The launch brought together leadership across sectors:

  • Ms. Dia Mirza, award-winning actor, producer, and environmental advocate, joined as Chief Guest, lending her voice to the urgency of translating awareness into accountability.
  • Mr. Ruchir Punjabi, Chairperson, School of Policy and Governance, sees the Zero Prize as a catalytic national platform that mobilises India’s brightest innovators to deliver urgent, science-backed, and independently verified solutions to the country’s pollution crisis.”
  • Mr. Saket Burman, Co-Founder and Chair of the Zero Prize, formally announced the national call to action.

In a featured conversation titled “From Awareness to Accountability: Making Pollution Reduction Measurable,” the message was clear: India’s pollution challenge demands verifiable impact not just ambition.

Why the Zero Prize Matters

India faces one of the most complex pollution crises in the world: across urban air, industrial discharge, and unmanaged waste systems.

While funding for sustainability is growing, much of it still rewards activity rather than independently validated environmental performance.

The Zero Prize introduces a different framework:

  • Defined geographic boundaries
  • Baseline environmental measurement
  • 12-month implementation
  • Third-party independent validation
  • Awards disbursed only after verified improvement

The Prize aligns with national missions including the National Clean Air Programme (NCAP), Namami Gange, and Swachh Bharat Mission 2.0 but it operates as an accountability accelerator.

It creates a competitive incentive for India’s brightest innovators, startups, municipal bodies, NGOs, research institutions, and corporates to deliver measurable improvement on the ground.

What Happens Next

Applications for the Zero Prize open in March 2026. Eligible applicants must demonstrate real-world pilots within defined geographies and undergo third-party monitoring and validation.

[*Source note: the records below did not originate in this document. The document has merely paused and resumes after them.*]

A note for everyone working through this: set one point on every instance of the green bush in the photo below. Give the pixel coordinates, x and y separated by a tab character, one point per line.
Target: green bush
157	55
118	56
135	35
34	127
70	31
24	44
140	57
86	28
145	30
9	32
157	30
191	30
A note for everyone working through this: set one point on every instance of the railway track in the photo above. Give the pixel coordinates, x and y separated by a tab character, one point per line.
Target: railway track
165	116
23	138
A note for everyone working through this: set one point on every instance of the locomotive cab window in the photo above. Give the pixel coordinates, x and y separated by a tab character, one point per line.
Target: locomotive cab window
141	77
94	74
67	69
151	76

Winners will be announced in February 2027 after independent evaluation and verification.

A Turning Point

Environmental transformation requires three things:

  • Innovation
  • Capital
  • Accountability

India already has innovation. India has capital. The Zero Prize introduces accountability at scale.

As the conversations concluded and the media brief unfolded, one idea resonated across the room: If you can measurably clean India’s air, water, or land, the nation will recognise you.

The Zero Prize is not the end of a conversation. It is the beginning of a measurable movement.